Reconstructing scenes or objects from observed images has long been a critical problem in the graphics and vision community.Traditional methods solve the inverse problem by having a large number of images to resolve the ambiguity in geometry and appearance.
However, capturing and storing complex data consumes extensive compute resources, and it is infeasible for consumer-grade hardware.
This dissertation presents several algorithms to reconstruct the 3D geometry and appearance from a handful of input views, allowing efficient data capture, storage and generalization to unseen scenes.
Starting with scene reconstruction, we first aim at data captured by 360° cameras.We introduce multi depth panoramas, a compact representation to enable translational and rotational movements in the 3D scene.
We leverage multi-view stereo (MVS) techniques and deep neural networks to promote 16 input views into a panoramic representation that could efficiently render convincing visual results with a small storage requirement.
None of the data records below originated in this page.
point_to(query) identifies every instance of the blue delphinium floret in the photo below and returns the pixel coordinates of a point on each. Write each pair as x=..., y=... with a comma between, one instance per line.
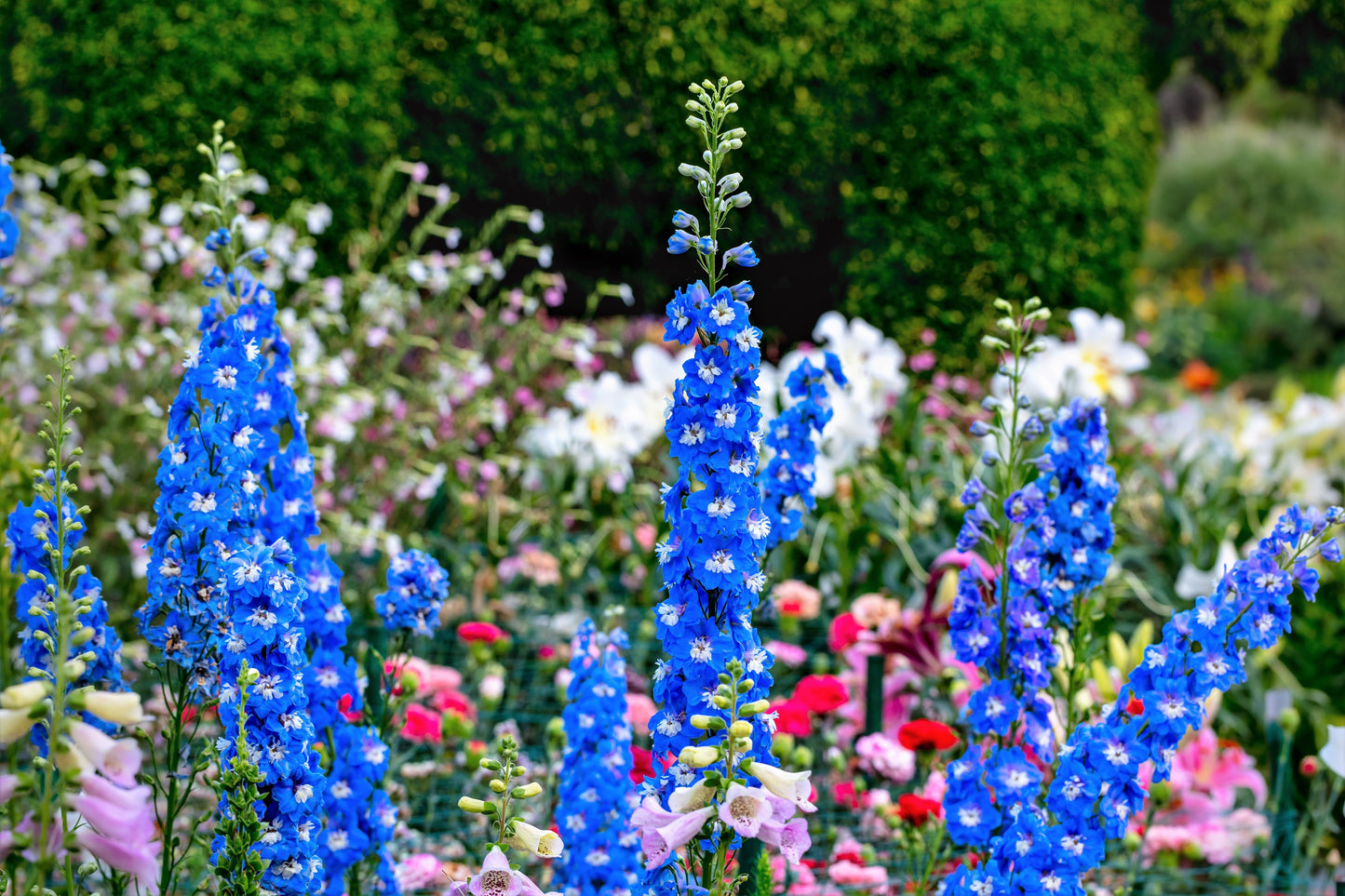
x=262, y=599
x=789, y=475
x=416, y=590
x=288, y=512
x=30, y=533
x=210, y=492
x=719, y=531
x=1046, y=845
x=595, y=793
x=359, y=815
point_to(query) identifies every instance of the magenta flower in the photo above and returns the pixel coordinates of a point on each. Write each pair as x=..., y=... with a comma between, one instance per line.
x=746, y=809
x=661, y=842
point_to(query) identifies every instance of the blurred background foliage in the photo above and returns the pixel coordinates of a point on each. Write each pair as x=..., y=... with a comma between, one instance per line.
x=910, y=157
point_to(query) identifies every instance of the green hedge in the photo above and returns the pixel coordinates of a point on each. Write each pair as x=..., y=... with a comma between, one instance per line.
x=1231, y=42
x=1003, y=150
x=310, y=87
x=910, y=157
x=931, y=155
x=1313, y=54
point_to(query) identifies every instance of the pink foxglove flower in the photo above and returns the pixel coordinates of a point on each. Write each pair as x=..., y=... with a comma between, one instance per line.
x=496, y=877
x=661, y=842
x=792, y=786
x=746, y=809
x=120, y=827
x=652, y=814
x=118, y=760
x=789, y=838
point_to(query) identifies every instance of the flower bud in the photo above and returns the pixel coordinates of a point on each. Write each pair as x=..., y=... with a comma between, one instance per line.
x=753, y=708
x=698, y=756
x=543, y=844
x=120, y=709
x=14, y=724
x=23, y=694
x=731, y=181
x=526, y=791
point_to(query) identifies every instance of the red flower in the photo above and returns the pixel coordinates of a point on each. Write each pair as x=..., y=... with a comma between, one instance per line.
x=641, y=765
x=845, y=631
x=792, y=718
x=343, y=706
x=486, y=633
x=453, y=702
x=918, y=809
x=422, y=726
x=822, y=693
x=925, y=733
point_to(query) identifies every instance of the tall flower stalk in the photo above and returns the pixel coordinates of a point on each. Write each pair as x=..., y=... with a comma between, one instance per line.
x=69, y=651
x=8, y=226
x=595, y=793
x=710, y=560
x=1045, y=521
x=713, y=729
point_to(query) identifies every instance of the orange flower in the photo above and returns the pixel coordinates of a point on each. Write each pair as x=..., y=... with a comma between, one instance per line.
x=1197, y=376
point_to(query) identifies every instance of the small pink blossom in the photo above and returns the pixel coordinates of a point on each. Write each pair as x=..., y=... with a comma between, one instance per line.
x=848, y=874
x=417, y=872
x=791, y=655
x=881, y=755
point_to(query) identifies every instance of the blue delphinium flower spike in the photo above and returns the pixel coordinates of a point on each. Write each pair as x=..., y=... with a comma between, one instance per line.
x=595, y=793
x=416, y=590
x=29, y=534
x=262, y=599
x=789, y=475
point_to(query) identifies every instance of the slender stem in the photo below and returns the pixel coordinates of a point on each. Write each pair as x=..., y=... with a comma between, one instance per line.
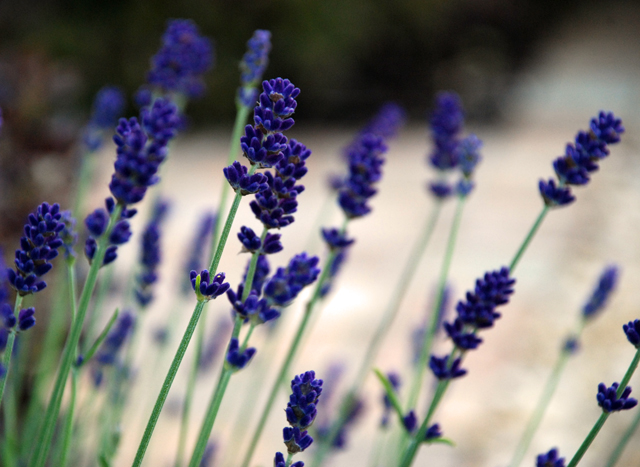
x=45, y=433
x=92, y=320
x=540, y=409
x=8, y=351
x=412, y=450
x=398, y=295
x=619, y=449
x=67, y=435
x=214, y=405
x=430, y=332
x=68, y=425
x=528, y=238
x=168, y=381
x=284, y=369
x=603, y=418
x=588, y=440
x=186, y=338
x=234, y=148
x=188, y=398
x=388, y=317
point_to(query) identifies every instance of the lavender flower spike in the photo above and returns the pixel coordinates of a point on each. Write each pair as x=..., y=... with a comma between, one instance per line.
x=252, y=66
x=610, y=402
x=206, y=288
x=183, y=58
x=606, y=285
x=38, y=246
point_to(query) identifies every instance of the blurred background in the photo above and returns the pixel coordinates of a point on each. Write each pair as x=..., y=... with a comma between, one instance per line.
x=530, y=74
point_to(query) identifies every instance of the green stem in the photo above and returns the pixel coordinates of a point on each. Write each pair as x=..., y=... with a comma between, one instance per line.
x=186, y=338
x=628, y=434
x=191, y=385
x=528, y=238
x=67, y=435
x=234, y=147
x=284, y=369
x=388, y=317
x=588, y=440
x=92, y=320
x=43, y=440
x=68, y=425
x=603, y=418
x=430, y=331
x=412, y=450
x=168, y=381
x=8, y=351
x=214, y=405
x=540, y=409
Furthermore, we explore a harder problem by reducing the input view count to only 2 and capturing scenes with dynamic components.We present deep 3D mask volume, a novel representation to ensure temporally stable renderings for view extrapolation.
Our network takes information from the video frames to infer disocclusion caused by the moving objects.
Then it produces a 3D mask volume to clean up the disoccluded regions with the temporally stable background content, producing flicker-free visual results.
Next, we focus on human portraits and seek to change the viewpoint and the lighting at the same time.We develop neural light-transport field (NeLF).
This representation is trained on synthetic human portraits to generate novel views under novel lighting from only 5 input images.
Finally, we investigate the 3D reconstruction problem where only a single image is given.To this end, we present VisionNeRF.
This algorithm combines the expressiveness and capacity from vision transformers and the high-fidelity rendering from volumetric representation to synthesize unseen views of a given object.